The test density and the classification of the test results vary greatly from country to country, so that the numbers of infected persons cannot be easily compared. Many infected persons are therefore not recorded, and the proportion varies from country to country. It is also possible that in certain countries the official data is falsified by political manipulation. Even the number of deaths reported may vary between countries, as patients with pre-existing conditions may not be counted as COVID-19 victims. Perhaps in some countries only those who have died in hospitals are recorded. In addition, when interpreting the statistical data, it should be borne in mind that there is typically a longer period of time between infection and death of a patient. Current death figures are therefore correlated with past and less with current infection rates. We also see sudden increases in death rates in some countries, perhaps because their medical systems become overwhelmed.
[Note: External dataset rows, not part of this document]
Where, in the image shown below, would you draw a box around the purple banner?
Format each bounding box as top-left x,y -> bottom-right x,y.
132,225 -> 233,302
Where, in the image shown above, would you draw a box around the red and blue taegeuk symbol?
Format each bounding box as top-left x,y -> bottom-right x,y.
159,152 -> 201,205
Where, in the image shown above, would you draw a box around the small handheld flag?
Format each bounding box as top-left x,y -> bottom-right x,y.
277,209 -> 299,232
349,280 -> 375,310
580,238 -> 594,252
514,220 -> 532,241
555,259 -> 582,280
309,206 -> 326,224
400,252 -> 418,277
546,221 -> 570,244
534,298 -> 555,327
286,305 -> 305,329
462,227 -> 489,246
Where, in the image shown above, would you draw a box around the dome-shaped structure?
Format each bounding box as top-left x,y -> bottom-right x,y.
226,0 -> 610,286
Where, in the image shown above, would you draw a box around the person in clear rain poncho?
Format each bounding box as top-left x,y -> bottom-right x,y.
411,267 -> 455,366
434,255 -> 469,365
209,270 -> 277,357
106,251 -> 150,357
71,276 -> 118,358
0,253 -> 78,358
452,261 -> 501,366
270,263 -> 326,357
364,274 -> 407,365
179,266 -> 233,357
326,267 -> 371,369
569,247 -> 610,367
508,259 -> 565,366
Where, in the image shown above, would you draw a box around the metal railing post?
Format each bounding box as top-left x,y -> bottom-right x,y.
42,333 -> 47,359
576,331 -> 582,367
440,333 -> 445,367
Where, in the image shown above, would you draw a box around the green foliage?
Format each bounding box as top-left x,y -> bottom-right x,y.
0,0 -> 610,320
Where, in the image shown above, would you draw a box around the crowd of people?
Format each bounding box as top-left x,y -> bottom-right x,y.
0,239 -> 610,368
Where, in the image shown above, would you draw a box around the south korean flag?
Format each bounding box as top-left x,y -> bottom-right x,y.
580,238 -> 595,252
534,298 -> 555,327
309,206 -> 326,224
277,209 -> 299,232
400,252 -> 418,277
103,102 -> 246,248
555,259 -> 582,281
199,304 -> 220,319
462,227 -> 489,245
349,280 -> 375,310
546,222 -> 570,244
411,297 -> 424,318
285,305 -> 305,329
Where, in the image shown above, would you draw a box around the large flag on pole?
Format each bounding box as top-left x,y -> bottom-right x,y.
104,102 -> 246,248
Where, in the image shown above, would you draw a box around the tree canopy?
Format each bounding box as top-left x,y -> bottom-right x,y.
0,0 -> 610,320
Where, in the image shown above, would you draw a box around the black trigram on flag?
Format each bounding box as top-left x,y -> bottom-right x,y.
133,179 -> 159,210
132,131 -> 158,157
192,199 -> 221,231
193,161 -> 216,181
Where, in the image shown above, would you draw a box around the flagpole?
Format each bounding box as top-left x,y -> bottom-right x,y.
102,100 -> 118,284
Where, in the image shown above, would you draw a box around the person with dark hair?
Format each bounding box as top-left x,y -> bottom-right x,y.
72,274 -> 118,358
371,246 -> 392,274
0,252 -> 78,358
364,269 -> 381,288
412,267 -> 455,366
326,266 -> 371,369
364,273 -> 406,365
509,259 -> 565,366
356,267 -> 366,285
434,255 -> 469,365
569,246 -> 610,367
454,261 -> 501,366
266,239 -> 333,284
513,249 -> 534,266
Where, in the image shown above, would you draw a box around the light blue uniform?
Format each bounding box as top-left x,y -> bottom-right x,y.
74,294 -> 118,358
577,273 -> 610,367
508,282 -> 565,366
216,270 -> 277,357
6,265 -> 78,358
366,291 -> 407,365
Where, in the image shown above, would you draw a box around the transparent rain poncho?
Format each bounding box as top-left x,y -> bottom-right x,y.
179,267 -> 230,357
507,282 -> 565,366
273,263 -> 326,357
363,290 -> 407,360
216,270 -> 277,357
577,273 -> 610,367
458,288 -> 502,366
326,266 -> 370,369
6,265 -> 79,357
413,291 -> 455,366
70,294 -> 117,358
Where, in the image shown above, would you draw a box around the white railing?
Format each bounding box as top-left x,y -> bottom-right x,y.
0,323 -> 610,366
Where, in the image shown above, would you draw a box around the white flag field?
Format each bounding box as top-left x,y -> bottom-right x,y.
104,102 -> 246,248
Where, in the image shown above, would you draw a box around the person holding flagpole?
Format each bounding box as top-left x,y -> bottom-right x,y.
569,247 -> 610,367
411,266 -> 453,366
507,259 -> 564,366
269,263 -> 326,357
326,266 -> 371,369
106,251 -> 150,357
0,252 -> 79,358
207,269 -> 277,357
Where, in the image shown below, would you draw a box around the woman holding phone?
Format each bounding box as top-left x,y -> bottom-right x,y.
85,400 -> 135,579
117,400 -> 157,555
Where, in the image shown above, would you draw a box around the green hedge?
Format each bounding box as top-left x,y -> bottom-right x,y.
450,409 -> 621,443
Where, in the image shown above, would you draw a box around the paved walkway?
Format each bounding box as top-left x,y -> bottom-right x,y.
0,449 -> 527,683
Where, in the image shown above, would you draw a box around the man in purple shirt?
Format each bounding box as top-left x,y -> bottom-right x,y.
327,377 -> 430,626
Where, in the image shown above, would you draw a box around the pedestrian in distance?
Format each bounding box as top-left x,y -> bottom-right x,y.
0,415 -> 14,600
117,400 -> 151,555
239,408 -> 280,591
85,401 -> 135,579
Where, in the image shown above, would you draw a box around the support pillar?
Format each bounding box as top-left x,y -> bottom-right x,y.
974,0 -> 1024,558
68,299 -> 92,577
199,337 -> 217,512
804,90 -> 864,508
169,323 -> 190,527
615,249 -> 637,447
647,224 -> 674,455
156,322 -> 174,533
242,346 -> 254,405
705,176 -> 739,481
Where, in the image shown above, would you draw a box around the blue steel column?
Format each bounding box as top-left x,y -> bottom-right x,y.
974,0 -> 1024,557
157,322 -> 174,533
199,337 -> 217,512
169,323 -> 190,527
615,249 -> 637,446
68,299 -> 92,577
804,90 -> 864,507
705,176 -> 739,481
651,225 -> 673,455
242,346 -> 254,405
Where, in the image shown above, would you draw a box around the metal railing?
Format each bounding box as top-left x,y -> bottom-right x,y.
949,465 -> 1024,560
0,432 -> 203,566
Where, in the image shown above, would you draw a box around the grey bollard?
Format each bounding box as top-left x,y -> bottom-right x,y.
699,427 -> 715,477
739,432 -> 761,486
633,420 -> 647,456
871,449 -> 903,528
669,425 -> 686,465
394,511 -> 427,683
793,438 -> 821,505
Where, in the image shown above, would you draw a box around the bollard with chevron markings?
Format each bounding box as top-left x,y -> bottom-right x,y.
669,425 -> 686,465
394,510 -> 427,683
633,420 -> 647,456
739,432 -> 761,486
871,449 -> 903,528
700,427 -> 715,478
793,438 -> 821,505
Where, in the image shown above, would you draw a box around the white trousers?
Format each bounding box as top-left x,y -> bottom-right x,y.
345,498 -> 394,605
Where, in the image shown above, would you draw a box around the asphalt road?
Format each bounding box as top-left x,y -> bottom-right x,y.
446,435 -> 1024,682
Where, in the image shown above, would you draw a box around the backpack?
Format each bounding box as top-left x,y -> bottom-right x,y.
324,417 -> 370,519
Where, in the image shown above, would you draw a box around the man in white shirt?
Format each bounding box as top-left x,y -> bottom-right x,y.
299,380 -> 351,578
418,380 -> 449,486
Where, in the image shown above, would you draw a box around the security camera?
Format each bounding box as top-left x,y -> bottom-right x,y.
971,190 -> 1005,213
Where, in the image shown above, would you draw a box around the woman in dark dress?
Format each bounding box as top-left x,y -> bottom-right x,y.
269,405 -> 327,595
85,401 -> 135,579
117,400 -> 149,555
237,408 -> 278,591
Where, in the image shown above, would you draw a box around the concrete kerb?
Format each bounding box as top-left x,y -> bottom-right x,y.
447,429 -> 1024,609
What needs to be explained are the different death rates in different countries. In some countries, such as Germany or the Scandinavian countries, they are quite low, while in Italy in particular they are very high. There are various probable reasons for these differences. Firstly, different population groups may be affected by infections, which includes mainly older people in Italy, while it predominantly affected tourists returning from skiing holidays in central and northern Europe. Also, large sporting events or festivals may have triggered waves of infection in some countries. Secondly, it is possible that in some countries the infection rates are significantly underestimated. Thirdly, it may be that, as already mentioned, not all deaths are recorded in all countries, for whatever reason. As depicted separately, we realize a disturbing general trend in the rising mortality rate during the course of the epidemic.
The numbers of recovered patients are probably not accurate either, because hospital discharges are often not reported to the authorities and those who have recovered at home will usually not report either. It is therefore possible that the epidemic is already under control before the official number of active cases reaches zero.
In particular, for these reasons, the figures officially reported from China, where the epidemic is claimed to be under control, must be used with caution when forecasting the development in other countries.
The spread can also be very different, because the social contact networks through which infections occur can be very heterogeneous. In South Korea, the virus appears to have spread mainly within a religious sect, within which contacts were very high, so that it spread rapidly there, while contacts with the outside world were much lower, so that the infection could be essentially confined to this group. In China, the epidemic was essentially limited to one province, Hubei, by strictly prohibiting and preventing all external contacts. In the Scandinavian countries, we see two peaks in the number of infections, which indicates that there have been two different waves of spread. Either, similar to South Korea, the infection initially spread only within a certain group and then only later affected other segments of the population, or there was a second wave of infection independent of the first. In other countries, festivals, sports matches or other major events may also have caused a sudden worsening of the epidemic. Network propagation models must therefore take particular account of network heterogeneity.